Mungkin tidak ada orang yang menginginkan seluruh dunia bagi dirinya sendiri. Setiap orang rasa-rasanya memikirkan juga soal keadilan dan distribusi. Namun keadilan dan distribusi tersebut harus melalui sebuah syarat: kepemilikan. Orang mesti memiliki dulu, baru memikirkan keadilan dan distribusi. Supaya apa? Entah, karena mungkin masing-masing orang punya versinya sendiri tentang apa yang adil.
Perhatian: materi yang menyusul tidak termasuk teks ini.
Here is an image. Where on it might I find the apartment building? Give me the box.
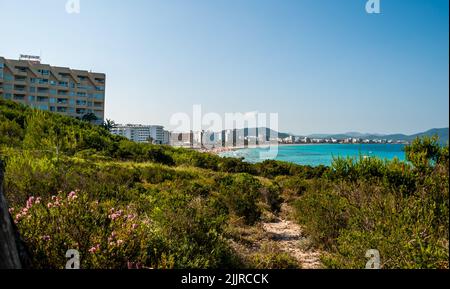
[0,55,106,124]
[111,124,169,144]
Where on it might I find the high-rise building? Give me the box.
[0,55,106,124]
[111,124,169,144]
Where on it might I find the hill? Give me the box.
[308,128,449,144]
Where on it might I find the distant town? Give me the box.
[0,55,442,150]
[111,124,409,148]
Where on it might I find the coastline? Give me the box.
[192,143,406,155]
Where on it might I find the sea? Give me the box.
[219,144,405,166]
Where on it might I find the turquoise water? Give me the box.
[220,144,405,166]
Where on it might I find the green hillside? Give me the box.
[0,99,449,269]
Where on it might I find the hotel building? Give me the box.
[0,55,106,124]
[111,124,169,144]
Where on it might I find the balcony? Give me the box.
[56,98,69,105]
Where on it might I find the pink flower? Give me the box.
[67,191,78,201]
[26,197,35,209]
[89,244,100,254]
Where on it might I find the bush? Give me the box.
[217,174,261,224]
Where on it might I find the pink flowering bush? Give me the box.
[10,191,170,269]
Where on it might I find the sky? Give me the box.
[0,0,449,134]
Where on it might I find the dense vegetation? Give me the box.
[0,99,449,268]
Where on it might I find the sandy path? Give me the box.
[263,214,321,269]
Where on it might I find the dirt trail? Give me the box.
[263,205,321,269]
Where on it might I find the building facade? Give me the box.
[111,124,169,144]
[0,57,106,124]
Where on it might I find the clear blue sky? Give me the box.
[0,0,449,134]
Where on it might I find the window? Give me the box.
[37,96,48,102]
[38,69,50,75]
[38,87,48,93]
[3,73,14,81]
[94,94,104,100]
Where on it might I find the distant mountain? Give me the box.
[308,127,449,143]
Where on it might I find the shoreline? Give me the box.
[191,143,407,155]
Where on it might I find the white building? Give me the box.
[162,130,170,145]
[111,124,167,144]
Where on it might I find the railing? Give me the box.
[0,160,30,269]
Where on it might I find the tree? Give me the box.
[81,112,98,123]
[103,119,116,131]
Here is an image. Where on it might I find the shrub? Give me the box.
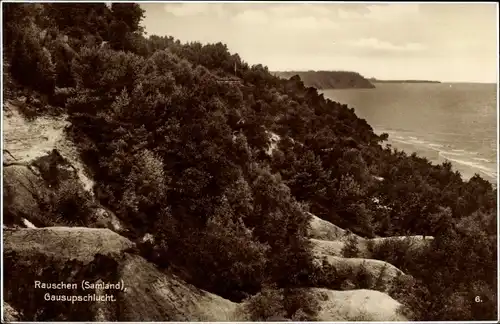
[245,287,286,321]
[48,180,92,226]
[341,235,359,258]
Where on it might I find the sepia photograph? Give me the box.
[0,1,499,323]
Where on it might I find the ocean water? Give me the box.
[322,83,498,184]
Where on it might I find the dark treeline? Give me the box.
[3,3,497,320]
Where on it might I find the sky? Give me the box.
[141,2,498,83]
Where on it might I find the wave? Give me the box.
[473,158,491,163]
[389,134,497,179]
[440,158,497,179]
[439,151,465,158]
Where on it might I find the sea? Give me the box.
[321,83,498,186]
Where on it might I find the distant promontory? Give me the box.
[369,78,441,83]
[272,71,375,89]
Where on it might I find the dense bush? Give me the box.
[4,4,497,320]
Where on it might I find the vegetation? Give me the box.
[272,71,375,89]
[3,3,497,320]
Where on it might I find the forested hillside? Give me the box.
[272,71,375,90]
[3,3,497,321]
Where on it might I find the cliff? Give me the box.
[272,71,375,89]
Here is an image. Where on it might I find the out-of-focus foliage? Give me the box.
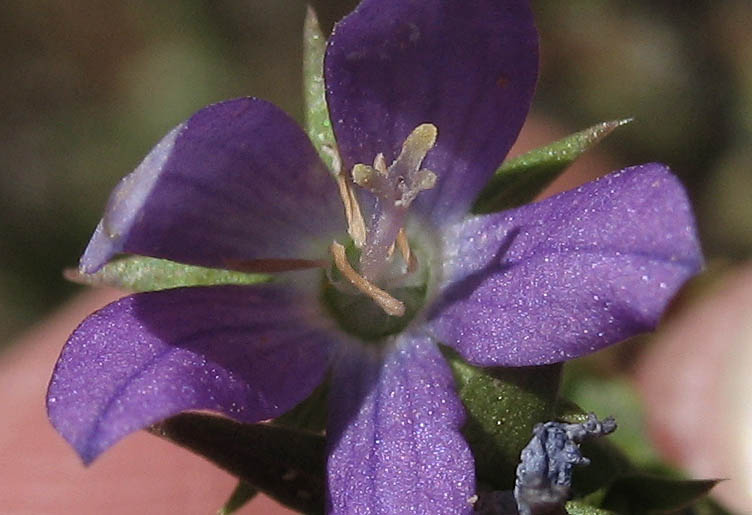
[0,0,752,352]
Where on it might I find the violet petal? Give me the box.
[81,98,345,273]
[47,285,334,463]
[327,336,475,514]
[430,164,702,366]
[324,0,538,221]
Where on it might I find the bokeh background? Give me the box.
[0,0,752,512]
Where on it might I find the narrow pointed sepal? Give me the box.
[472,118,631,214]
[64,256,271,292]
[303,6,339,173]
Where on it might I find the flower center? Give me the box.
[323,124,437,339]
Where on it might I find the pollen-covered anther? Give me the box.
[352,123,438,208]
[330,241,405,317]
[337,173,366,248]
Contoh ekstremnya, pemerintah. Pemerintah pada prinsipnya adalah pihak yang (merasa) berhak menyimpan kekayaan negara dan mendistribusikannya. Saat kekayaan itu hendak didistribusikan, mereka tentu tidak langsung membagikannya pada rakyat, melainkan lewat beberapa tahapan administratif. Pada setiap tahapan-tahapan tersebut, perpindahan kepemilikan terjadi dari satu institusi ke institusi yang lain. Lalu pada masing-masing institusi yang katakanlah di Indonesia, hampir pasti terjadi korupsi atau semacamnya, supaya kepemilikan menjadi lebih spesifik ke tangan tertentu. Mereka yang korupsi itu kemudian akan membagikannya kembali pada orang-orang yang berjasa pada terjadinya penguasaan atas uang tersebut. Namun pada pokoknya, distribusi kekayaan pasti terjadi asal itu tadi: melewati suatu kepemilikan terlebih dahulu.
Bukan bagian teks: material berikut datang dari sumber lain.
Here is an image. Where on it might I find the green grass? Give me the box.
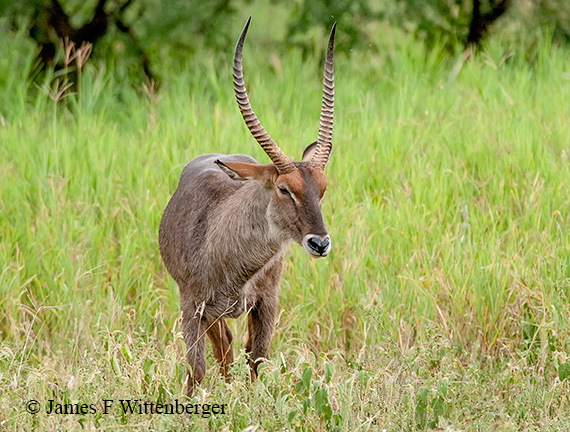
[0,28,570,431]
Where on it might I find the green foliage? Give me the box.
[0,26,570,431]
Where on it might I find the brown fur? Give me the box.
[159,151,328,394]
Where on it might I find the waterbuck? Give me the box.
[159,17,336,395]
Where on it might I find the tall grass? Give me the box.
[0,28,570,431]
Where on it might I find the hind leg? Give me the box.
[182,305,208,397]
[208,318,234,381]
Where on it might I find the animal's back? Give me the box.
[158,153,257,285]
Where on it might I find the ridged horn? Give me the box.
[310,23,336,170]
[233,17,296,174]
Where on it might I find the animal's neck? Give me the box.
[206,181,287,284]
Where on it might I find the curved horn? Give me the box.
[311,23,336,170]
[233,17,296,174]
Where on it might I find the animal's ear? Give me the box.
[301,141,317,162]
[216,160,277,184]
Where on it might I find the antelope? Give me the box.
[159,17,336,396]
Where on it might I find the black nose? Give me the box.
[307,237,331,255]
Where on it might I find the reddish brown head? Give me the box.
[217,18,336,257]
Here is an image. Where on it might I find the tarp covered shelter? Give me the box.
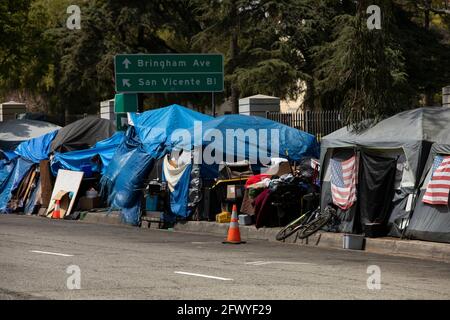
[176,114,319,163]
[14,130,58,163]
[50,117,116,153]
[321,107,450,236]
[0,120,60,151]
[101,105,212,224]
[51,131,125,176]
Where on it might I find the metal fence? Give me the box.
[266,110,365,141]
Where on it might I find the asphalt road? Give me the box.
[0,215,450,299]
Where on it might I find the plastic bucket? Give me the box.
[342,234,364,250]
[145,195,158,211]
[81,164,92,178]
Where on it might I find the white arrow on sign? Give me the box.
[122,79,131,88]
[122,58,131,69]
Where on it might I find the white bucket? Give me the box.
[342,234,364,250]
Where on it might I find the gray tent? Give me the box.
[0,120,60,150]
[321,107,450,236]
[406,128,450,242]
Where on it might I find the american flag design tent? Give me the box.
[330,155,358,210]
[422,155,450,205]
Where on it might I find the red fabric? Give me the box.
[254,189,277,229]
[245,174,271,188]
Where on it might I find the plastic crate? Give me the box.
[216,212,231,223]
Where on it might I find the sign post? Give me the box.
[114,54,224,93]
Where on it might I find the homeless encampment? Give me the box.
[51,131,125,176]
[0,118,117,213]
[174,115,319,227]
[321,107,450,236]
[406,123,450,242]
[50,117,116,153]
[101,105,212,225]
[0,120,60,151]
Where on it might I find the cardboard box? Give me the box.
[47,190,70,219]
[227,184,242,199]
[78,197,101,210]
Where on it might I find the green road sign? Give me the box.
[114,93,138,113]
[116,113,128,131]
[114,54,223,93]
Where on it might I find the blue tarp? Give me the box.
[0,130,58,212]
[0,157,33,213]
[162,164,192,218]
[101,105,212,225]
[14,130,58,163]
[172,114,320,163]
[51,132,125,176]
[131,104,214,158]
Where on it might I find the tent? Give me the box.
[50,131,125,176]
[0,130,58,212]
[320,107,450,236]
[50,117,116,153]
[0,120,60,151]
[101,105,212,224]
[14,130,58,163]
[173,114,319,171]
[406,124,450,243]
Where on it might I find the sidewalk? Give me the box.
[82,212,450,263]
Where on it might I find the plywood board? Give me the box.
[47,169,84,215]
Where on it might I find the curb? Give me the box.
[174,221,450,263]
[80,211,121,225]
[81,211,450,263]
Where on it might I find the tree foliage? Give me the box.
[0,0,450,124]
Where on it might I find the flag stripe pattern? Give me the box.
[330,155,358,210]
[422,156,450,205]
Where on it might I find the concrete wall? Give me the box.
[239,94,280,118]
[442,86,450,108]
[0,101,27,121]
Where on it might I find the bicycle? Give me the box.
[275,205,336,241]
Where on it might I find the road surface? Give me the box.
[0,215,450,300]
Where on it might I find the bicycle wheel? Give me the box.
[297,210,333,239]
[275,211,311,241]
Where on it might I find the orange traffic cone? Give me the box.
[222,204,245,244]
[52,200,61,219]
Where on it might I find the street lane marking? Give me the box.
[175,271,233,281]
[30,250,73,257]
[245,261,311,266]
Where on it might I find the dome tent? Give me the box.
[320,107,450,236]
[405,121,450,243]
[50,117,116,153]
[0,120,60,151]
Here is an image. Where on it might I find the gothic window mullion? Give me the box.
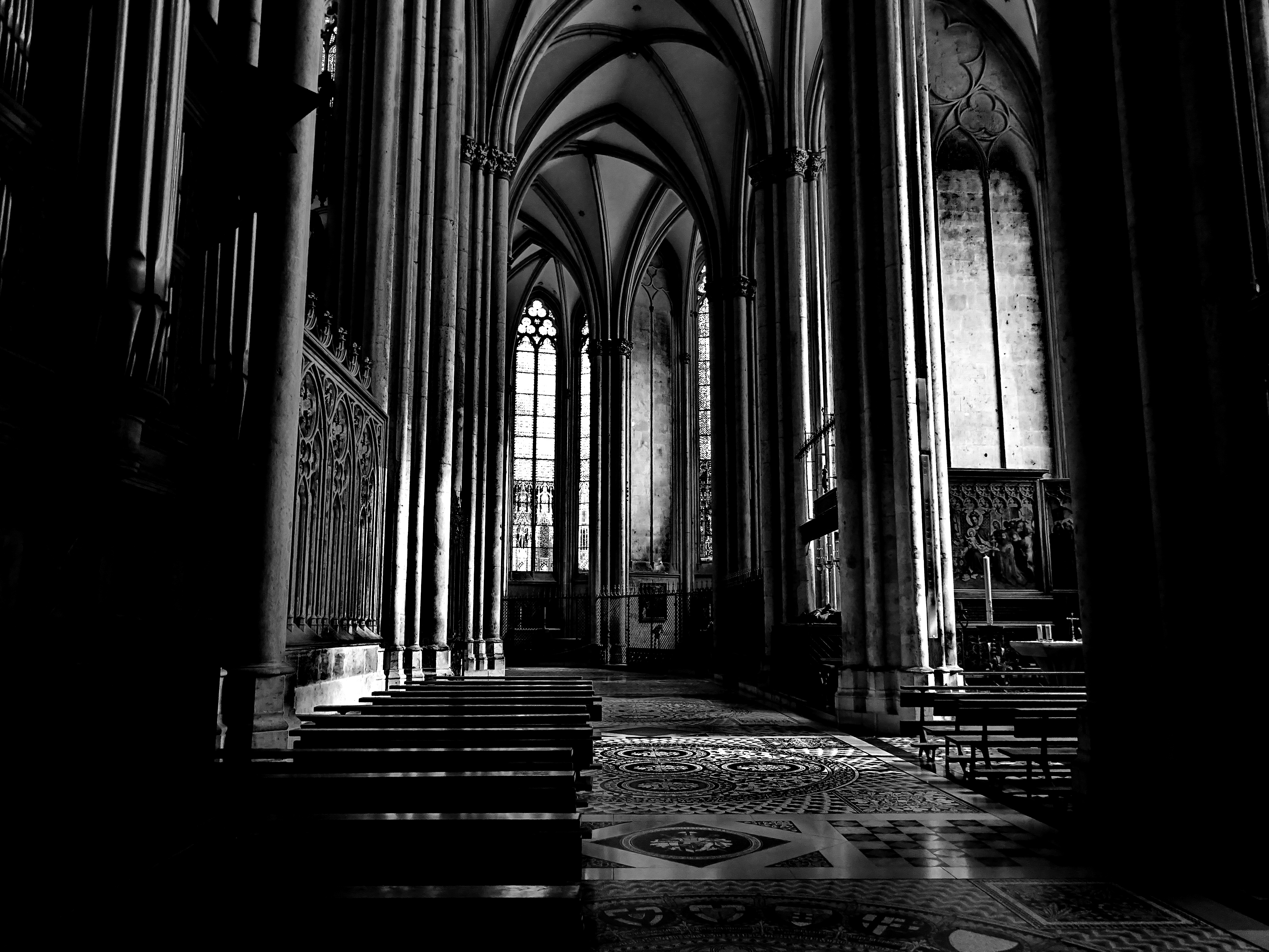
[511,298,557,573]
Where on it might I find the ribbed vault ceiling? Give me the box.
[477,0,1034,336]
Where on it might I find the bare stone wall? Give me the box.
[987,171,1053,470]
[938,169,1002,470]
[938,169,1053,470]
[629,268,674,571]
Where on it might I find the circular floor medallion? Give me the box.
[591,739,859,812]
[718,758,824,776]
[618,760,704,774]
[622,826,763,860]
[613,745,692,760]
[619,777,723,796]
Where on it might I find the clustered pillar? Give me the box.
[825,0,959,732]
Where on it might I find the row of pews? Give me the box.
[900,686,1087,809]
[212,678,602,933]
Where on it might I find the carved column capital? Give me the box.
[463,136,489,171]
[706,274,758,301]
[595,338,634,357]
[804,148,829,182]
[749,148,825,187]
[489,147,520,182]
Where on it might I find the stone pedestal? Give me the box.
[221,664,299,750]
[383,645,406,687]
[470,640,506,678]
[405,645,453,680]
[836,668,902,736]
Entah mengapa sesuatu harus dimiliki terlebih dahulu baru memikirkan keadilan tentangnya. Kelihatannya kepemilikan adalah syarat juga bagi sikap moral tertentu: kalau sesuatu aku miliki dan aku yang bagikan, maka akulah yang bermoral, akulah yang mendapat ganjaran akan kegiatan memberi itu. Maka saya teringat ceramah-ceramah agama bertemakan "teologi kemakmuran": "Kalau kita tidak kaya, maka bagaimana kita bisa bersedekah?" Menurut saya pertanyaan tersebut menunjukkan kepemilikan sebagai prasyarat bagi moral. Padahal jika kita coba lebih kritis, bisa saja yang terjadi sebaliknya: bukankah kegiatan sedekah ada akibat kepemilikan berlebihan dari si kaya?
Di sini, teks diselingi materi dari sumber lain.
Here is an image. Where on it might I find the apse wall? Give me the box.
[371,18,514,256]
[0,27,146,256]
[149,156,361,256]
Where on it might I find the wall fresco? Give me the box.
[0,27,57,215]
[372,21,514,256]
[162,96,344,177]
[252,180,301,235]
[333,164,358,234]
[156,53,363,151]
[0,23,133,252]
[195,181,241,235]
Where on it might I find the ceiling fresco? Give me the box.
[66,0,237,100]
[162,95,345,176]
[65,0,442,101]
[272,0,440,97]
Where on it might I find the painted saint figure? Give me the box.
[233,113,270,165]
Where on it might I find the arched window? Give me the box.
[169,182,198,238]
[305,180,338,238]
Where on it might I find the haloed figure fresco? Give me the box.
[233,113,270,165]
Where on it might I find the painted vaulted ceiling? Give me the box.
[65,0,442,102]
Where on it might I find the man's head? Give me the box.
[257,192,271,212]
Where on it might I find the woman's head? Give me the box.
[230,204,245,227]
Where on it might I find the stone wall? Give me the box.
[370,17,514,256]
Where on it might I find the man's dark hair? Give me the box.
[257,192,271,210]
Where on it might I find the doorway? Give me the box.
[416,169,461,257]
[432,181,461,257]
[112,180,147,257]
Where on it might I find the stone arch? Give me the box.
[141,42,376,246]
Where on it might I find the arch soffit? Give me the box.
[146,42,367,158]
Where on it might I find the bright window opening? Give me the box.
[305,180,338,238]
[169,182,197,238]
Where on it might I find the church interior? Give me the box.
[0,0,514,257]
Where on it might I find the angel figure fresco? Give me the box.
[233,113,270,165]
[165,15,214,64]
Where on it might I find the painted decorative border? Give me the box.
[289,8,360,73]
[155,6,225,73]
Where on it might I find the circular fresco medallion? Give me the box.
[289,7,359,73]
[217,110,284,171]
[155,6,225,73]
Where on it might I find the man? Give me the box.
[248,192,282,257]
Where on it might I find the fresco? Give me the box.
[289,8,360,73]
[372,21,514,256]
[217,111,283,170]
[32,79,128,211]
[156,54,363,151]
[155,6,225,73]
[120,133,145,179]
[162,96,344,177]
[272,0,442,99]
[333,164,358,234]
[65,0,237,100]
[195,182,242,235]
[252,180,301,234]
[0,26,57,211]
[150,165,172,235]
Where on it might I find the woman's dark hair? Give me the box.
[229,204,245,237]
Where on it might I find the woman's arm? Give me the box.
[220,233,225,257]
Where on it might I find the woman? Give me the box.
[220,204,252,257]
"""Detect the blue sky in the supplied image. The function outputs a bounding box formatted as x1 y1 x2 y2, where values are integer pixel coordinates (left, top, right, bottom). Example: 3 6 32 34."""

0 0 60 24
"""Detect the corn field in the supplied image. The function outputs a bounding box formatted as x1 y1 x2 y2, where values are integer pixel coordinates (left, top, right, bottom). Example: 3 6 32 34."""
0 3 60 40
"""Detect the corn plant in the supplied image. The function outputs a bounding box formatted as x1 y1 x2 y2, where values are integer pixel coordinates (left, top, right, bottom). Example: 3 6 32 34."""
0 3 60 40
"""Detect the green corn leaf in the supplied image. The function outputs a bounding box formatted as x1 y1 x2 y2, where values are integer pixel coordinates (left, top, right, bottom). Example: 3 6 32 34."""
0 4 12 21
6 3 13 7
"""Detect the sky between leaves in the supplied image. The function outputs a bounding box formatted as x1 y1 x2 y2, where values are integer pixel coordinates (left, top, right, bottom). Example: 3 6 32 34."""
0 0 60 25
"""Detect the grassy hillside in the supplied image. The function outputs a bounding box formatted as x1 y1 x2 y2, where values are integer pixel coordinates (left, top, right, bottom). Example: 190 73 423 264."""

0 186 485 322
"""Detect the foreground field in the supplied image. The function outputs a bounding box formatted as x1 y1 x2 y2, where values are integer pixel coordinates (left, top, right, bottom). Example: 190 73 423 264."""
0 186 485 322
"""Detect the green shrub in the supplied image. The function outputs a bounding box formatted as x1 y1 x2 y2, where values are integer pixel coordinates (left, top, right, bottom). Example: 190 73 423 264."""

Jadi sebenarnya apa yang dicita-citakan secara ideal oleh masing-masing orang jangan-jangan bukanlah semata-mata tindakan baik, melainkan kepemilikan yang mengawali segala tindakan baik. Mereka tidak mau begitu saja melihat tindakan baik yang hanya dilakukan oleh negara, misalnya, melainkan juga ingin mencicipi kepemilikan untuk mendistribusikan tindakan baik itu dalam versinya sendiri. Apa yang baik memang secara normatif ditujukan untuk kepentingan komunal, tetapi mestilah berangkat dari motif-motif personal.
Pada titik ini, rasa-rasanya saya mulai menyerah pada kebenaran egoisme etis. Bahwa setiap orang pada dasarnya hanya memikirkan kepentingannya sendiri untuk dipenuhi, sebelum kemudian mulai memikirkan kepentingan yang lain. Orang harus terpenuhi dulu tentang apa-apa yang ia inginkan, baru mulai beranjak pada urusan moral. Tanpa kepemilikan yang dikuasai dirinya sendiri, orang akan terus mencurigai kepemilikan orang lain sebagai praktik yang tidak adil: "Berikan padaku, aku tahu apa yang adil," begitulah kata semua orang di manapun.
Maka patut kita curigai adakah yang benar-benar altruis di dunia ini? Kalaupun saya berkorban untuk seseorang, mungkin saya mesti memastikan terlebih dahulu: bahwa saya adalah pemilik dari pengorbanan ini dan bukan yang lain.